It’s officially holiday season. That’s right: Grey Thursday, Black Friday, Small Business Saturday, and Cyber Monday are just around the corner, so be sure to get your tent set up in line, put your fighting gloves on for five a.m. door buster sales, and fill your wallet up with green.
Not the holidays you thought I was referring to?
Black Friday
In recent years, commercial shopping-related events have occupied a sort of unofficial slot on the calendar after Thanksgiving. How exactly did retail holidays become as synonymous with Thanksgiving as pumpkin pie and bloated bellies?
Starting in the late nineteenth century, when store sponsored Thanksgiving parades were all the rage, most retailers adhered to an unofficial agreement that they would not start to aggressively market holiday shopping until the day after Thanksgiving. But in 1939, when Thanksgiving was set to fall on November 30, the Retail Dry Goods Association wrote to Franklin Roosevelt, warning him that the late falling of Thanksgiving would cut too severely into the season of plenty for retailers. Roosevelt made a simple concession: he moved Thanksgiving from the last Thursday in November to the fourth Thursday in November, where it remains to this day.

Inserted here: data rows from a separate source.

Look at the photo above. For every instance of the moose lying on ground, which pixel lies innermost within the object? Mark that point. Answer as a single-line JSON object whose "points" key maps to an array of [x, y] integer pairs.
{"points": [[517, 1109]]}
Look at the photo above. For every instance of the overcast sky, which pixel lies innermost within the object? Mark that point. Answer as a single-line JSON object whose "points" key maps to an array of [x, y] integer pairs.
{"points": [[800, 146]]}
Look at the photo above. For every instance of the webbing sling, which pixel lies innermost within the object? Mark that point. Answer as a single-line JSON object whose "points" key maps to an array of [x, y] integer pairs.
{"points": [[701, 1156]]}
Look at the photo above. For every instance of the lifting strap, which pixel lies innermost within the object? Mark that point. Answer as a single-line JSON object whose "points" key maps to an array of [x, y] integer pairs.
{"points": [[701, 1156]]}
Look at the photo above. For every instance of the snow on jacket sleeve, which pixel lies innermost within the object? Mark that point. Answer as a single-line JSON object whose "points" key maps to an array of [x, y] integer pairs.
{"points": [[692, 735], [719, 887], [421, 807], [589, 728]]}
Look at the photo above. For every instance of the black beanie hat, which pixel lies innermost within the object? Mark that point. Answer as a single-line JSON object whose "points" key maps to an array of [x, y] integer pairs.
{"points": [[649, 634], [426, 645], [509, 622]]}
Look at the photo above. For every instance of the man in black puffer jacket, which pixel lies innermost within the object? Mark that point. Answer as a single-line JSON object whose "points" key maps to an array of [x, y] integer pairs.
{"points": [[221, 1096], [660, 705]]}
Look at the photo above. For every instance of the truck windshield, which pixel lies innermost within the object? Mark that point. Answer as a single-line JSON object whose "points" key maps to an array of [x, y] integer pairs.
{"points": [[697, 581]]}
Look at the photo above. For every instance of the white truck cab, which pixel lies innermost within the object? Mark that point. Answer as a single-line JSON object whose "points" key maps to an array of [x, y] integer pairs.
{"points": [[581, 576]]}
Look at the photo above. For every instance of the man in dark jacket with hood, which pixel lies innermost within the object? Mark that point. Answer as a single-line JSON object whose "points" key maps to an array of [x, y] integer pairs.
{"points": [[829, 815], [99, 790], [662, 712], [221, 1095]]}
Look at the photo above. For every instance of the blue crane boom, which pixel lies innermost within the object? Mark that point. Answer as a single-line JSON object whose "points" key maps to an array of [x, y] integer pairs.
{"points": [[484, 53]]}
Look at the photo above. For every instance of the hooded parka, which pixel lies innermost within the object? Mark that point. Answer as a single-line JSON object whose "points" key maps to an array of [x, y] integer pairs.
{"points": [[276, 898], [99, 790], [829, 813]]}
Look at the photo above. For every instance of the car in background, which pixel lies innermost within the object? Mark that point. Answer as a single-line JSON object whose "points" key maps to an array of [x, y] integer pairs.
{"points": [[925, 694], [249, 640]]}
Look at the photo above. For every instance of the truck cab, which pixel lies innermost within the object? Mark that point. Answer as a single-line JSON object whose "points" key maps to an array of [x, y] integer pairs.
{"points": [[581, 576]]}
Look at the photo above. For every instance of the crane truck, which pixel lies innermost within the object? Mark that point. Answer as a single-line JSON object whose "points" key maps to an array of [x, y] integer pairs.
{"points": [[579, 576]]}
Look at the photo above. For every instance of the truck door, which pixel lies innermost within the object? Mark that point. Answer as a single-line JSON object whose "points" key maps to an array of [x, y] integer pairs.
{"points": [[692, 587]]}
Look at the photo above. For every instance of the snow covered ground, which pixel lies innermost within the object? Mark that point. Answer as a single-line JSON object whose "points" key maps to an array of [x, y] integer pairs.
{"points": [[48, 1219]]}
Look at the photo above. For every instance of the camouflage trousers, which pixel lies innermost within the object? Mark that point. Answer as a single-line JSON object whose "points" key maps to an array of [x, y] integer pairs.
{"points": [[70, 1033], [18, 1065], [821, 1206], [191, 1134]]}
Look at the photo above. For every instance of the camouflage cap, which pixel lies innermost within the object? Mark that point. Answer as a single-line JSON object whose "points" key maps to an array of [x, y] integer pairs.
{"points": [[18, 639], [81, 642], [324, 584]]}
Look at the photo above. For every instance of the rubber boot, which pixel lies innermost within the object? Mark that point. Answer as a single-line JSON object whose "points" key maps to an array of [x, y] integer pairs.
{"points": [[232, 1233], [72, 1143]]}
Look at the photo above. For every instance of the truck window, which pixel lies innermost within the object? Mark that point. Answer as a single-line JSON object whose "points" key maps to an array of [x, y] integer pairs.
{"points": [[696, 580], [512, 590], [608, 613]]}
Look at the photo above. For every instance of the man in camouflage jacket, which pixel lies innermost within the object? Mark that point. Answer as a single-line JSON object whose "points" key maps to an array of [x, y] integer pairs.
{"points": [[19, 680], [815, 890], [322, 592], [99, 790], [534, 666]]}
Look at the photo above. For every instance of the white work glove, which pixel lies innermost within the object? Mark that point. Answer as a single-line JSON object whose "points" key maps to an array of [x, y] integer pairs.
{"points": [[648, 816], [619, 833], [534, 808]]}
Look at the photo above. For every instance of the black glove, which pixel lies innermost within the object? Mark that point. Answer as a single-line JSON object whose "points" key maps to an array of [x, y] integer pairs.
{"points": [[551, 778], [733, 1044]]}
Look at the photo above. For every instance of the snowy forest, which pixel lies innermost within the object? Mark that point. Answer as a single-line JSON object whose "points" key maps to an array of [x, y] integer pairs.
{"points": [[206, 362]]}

The actual name for Black Friday dates back to the mid-1960s in Philadelphia. The Friday in question was snuggled neatly between Thanksgiving and the traditional Army-Navy football game that Saturday. The Friday after Thanksgiving was a day prized by retailers for the hordes of suburban shoppers and tourists that flooded the City of Brotherly Love in anticipation of the big game, but it was dreaded by the police force, which saw increased shoplifting and streets crowded with thousands of rowdy football fans. Philly cops began to refer to the day as “Black Friday.”
By the early 1980s, Black Friday had become a national event. Retailers and media sources alike simply reinvented the term’s origin story, claiming that it was coined in reference to an accounting idiom: being “in the red” vs. “in the black.” This idiom refers to retailers’ old habit of recording their losses in red and their gains in black, and so Black Friday was positioned as the coveted day when retailers would finally go from being in the red to being in the black.
Cyber Monday
If there are two things marketing agencies understand about language, it’s that 1) having a name for something gives it a sense of validity, and 2) language has the power to create self-fulfilling prophecies.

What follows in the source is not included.